"I don't like anything here at all," said Frodo, "step or stone, breath or bone. Earth, air and water all seem accursed. But so our path is laid."
"Yes, that's so," said Sam. "And we shouldn't be here at all, if we'd known more about it before we started. But I suppose it's often that way. The brave things in the old tales and songs, Mr. Frodo: adventures, as I used to call them. I used to think that they were things the wonderful folk went out and looked for, because they wanted them, because they were exciting and life was a bit dull, a kind of a sport, as you might say. But that's not the way of it with the tales that really mattered, or the ones that stay in the mind. Folk seem to have been just landed in them, usually-- their paths were laid that way, as you put it.
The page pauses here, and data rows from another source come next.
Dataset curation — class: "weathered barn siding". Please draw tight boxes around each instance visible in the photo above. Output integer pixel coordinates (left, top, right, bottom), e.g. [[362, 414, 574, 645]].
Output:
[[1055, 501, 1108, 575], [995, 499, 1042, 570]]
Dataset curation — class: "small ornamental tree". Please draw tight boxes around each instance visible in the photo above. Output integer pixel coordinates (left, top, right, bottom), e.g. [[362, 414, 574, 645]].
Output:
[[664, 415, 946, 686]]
But I expect they had lots of chances, like us, of turning back, only they didn't. And if they had, we shouldn't know, because they'd have been forgotten. We hear about those as just went on-- and not all to a good end, mind you; at least not to what folk inside a story and not outside it call a good end. You know, coming home, and finding things all right, though not quite the same-- like old Mr. Bilbo. But those aren't always the best tales to hear, though they may be the best tales to get landed in! I wonder what sort of a tale we've fallen into?"
I love that bit because it says a lot about stories and writing, as well as real life. And I love it because Samwise says it-- Samwise, who is one of the more innocent characters, who will never have considered any of this before he was landed in his own tale. What sort of a tale do you suppose you've fallen into?
More about storytelling:
Re-telling our stories
99 ways to tell a story
"The Human heart in conflict with itself" (William Faulkner's Nobel Prize acceptance speech)
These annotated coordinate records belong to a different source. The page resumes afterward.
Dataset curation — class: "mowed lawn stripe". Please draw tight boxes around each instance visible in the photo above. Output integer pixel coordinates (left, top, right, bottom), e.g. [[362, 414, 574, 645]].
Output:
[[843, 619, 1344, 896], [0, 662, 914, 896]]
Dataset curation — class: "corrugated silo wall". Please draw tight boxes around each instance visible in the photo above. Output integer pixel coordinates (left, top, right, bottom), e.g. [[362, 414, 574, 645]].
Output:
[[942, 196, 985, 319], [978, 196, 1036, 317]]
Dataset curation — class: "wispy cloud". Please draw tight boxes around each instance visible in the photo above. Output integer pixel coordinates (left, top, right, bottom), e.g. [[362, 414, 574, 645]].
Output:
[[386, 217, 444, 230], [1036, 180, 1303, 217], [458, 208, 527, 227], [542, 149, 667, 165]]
And I was going to leave it there, but hey, I have been nominated for The Prolific Blogger Award by the lovely (and prolific) Ev Bishop!
This is an award for people who "read voraciously, blog tirelessly and have made the blogging community such a vibrant place," to recognize their enthusiasm and achievement. I'm honoured! And I'm very happy to pass on the award to some of my favourite bloggers who keep me coming back-- not to kill time, but to learn, discuss, and celebrate the writing life.
So the awards go to:
Ev Bishop at Write Here, Write Now. She nominated me, but she deserves it right back. She's inspiring, level-headed, and positive about writing and she knows what she's talking about. Her passion and experience come across in her posts.
Clare M. Caterer at The Letterpress, who takes a subject at the very heart of writing well-- grammar!-- and makes it fun and interesting, as well as useful.
Jodi Cleghorn at Writing in Black and White. In the last year or so she's demonstrated what someone can achieve when they set their mind to their goals and dreams and refuse to give up.
Stephen Parolini at noveldoctor, with 20 years editorial experience and a way of blogging useful and well-researched info and opinions... and he's funny.
K.M. Weiland at Wordplay. She been posting her experiences and the publication of her first two books with kindness and enthusiasm, and she adds a lot of soul to the blogging community.
Livia Blackburne, who writes "a brain scientist's take on creative writing." Enough said. It's fascinating.
Tony Noland at Landless, whose honest and humorous views of the writing life and terrific flash fiction make me forget I'm supposed to be off doing my own writing.
Each offers something that adds great value to the blogging community and I recommend you take a look. The guidelines for winners of the Prolific Blogger Award are here, but if I've nominated you and you don't wish to play along, just take this as a demonstration of my appreciation for what you do.